It is a 21st-century space competition: Amazon, SpaceX, and others compete to get jobs and offer internet to the most remote places on earth.
And just like the struggle for supremacy in the last century that was triggered by the launch of the Soviet Union of Sputnik 1, this is a satellite. Thousands of them.
More than a dozen companies have asked US regulators for permission to exploit constellations from satellites that offer internet services. Not all are aimed at connecting consumers, but some have large and global ambitions.
“The goal is broadband everywhere,” founder Amazon Bezos said at a conference in June.
With half the world’s population – more than 3 billion people – not using the internet, it is a huge potential market. And there is a clear advantage in the field: having no internet makes it difficult or impossible to apply for many jobs, for children to do homework, for people in remote areas to receive medical care and to participate in the global economy.
But this new wave of remote-based internet is facing obstacles. It is expensive to launch, technologically complex and can prove to be too expensive for the people it hopes to reach.
And then there is space waste. More about that.
Satellite Internet already exists, dominated by a handful of companies such as HughesNet and Viasat with huge, expensive satellites that are 22,000 miles (35,000 kilometers) from the Earth and cover large areas on the ground. But the service is expensive and limited, comes with data caps and delays and does not have many users.
The new satellites are smaller, cheaper and closer to the earth, so theoretically signals go faster and applications such as online gaming that require immediate responses would work better.

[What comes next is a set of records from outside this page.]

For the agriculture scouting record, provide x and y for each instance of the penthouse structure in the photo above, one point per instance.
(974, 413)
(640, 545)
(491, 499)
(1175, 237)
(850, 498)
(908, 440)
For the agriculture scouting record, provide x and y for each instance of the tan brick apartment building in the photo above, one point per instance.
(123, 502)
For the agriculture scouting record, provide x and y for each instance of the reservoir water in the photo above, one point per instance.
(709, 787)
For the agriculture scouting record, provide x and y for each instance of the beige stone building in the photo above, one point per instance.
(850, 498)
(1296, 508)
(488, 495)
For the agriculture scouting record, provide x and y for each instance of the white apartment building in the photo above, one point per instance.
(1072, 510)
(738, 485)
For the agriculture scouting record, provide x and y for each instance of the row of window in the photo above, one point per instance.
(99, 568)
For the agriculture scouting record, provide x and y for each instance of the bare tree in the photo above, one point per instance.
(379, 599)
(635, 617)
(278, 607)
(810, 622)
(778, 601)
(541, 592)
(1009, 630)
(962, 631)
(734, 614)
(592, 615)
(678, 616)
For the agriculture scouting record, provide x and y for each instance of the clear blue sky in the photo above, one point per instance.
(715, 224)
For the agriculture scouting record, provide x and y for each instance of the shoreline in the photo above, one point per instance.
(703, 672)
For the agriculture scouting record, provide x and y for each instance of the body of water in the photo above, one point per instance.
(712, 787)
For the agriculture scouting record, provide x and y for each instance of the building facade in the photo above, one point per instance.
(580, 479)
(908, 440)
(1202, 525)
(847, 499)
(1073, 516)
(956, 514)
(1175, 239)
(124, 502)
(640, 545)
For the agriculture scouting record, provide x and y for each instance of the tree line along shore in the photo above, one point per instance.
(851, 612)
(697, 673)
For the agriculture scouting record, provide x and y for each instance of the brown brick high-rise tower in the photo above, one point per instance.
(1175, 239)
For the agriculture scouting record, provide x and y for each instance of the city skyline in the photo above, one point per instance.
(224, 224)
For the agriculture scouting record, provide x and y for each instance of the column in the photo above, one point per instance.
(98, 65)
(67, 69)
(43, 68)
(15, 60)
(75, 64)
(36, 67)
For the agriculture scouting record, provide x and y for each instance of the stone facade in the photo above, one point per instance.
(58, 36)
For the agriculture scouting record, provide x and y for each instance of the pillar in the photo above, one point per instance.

And they have a number of heavy backpacks. In addition to Amazon and SpaceX – the company of the eccentric billionaire and Tesla founder Elon Musk – the race is also accompanied by OneWeb, which is supported by investors such as Virgin founder Richard Branson, the American chip maker Qualcomm and the Japanese technology conglomerate SoftBank.
But the industry is still in its infancy, and at least three years away from widespread commercial services, said Kerri Cahoy, professor of aviation and astronautics at MIT, and even further from earning money.
“I would be surprised if something was profitable within 10 years,” she said. There are also competing efforts to expand connectivity, including Google with its Loon Balloons, solar-powered cell towers made from wind-powered plastic plates, and others working on solar-powered drones.
Satellite companies have to build dishes and antennas that are more complicated and expensive than those for traditional satellites that don’t move. For example, SpaceX has asked US regulators for permission to build 1 million ‘ground stations’ that would help customers connect to the internet.
Caleb Williams, economic analyst at space engineering space company SpaceWorks Enterprises, can only with a viable mass service if the costs of this type of equipment decrease.
The launches have already been reduced: OneWeb once said it would operate in Alaska this year. However, the service is expected to start at the end of 2020.
The logistics to become an internet provider are also not easy. The new generation of space internet companies is more likely to make arrangements with existing telecom companies than try to sell internet services directly, Williams said, because it’s easier than setting up their own sales and marketing operation.
The same telecom companies do not want to build in remote areas because it is too expensive. In 2017, a Federal Communications Commission official estimated that expanding fiber to the approximately 20 million American homes and businesses without broadband would cost $ 80 billion (roughly Rs. 5.70,000 crores). And in developing countries, where the underlying infrastructure is worse, the internet is mainly available via a mobile phone.
The new satellite companies can have an infrastructure alternative that is cheaper for companies to build than cables on the ground. A telecom company has to pay to expand to a handful of customers in a large area, with enormous costs per customer. With satellite, costs can be shared across a larger pool of potential customers around the world. A SpaceX manager in 2018 predicted that it would cost $ 10 billion to implement a constellation of mini-satellites. Bezos predicted that Amazon’s satellite internet arm will cost “several billions of dollars” to build.
Ensuring that people have access to the Internet is, however, only one step to get them online. People must also be able to afford the internet, and people in the countryside are more often poor.
It is not clear what the price will be, but the high cost flooded satellite phone service two decades ago. It could do again on the internet.
“If you had to pay 20 percent or more of your income to go on the internet in a situation where you earn a few dollars a day, you don’t do that because it’s too expensive,” said Martin Schaaper, an analyst at the United Nations Information and Communication Technology Office.
Then there are concerns about the growth of space debris, or “orbital debris,” which could collide with each other and even cause a chain reaction of collisions that make a job “no longer usable”, according to NASA.
SpaceX, for example, says it is trying to prevent it from adding to the clutter by moving satellites to prevent crashes and designing them to burn in the atmosphere when they run out. The space companies have set out their plans to prevent debris with US regulators, but critics say more needs to be done, such as setting up an air traffic control system for space.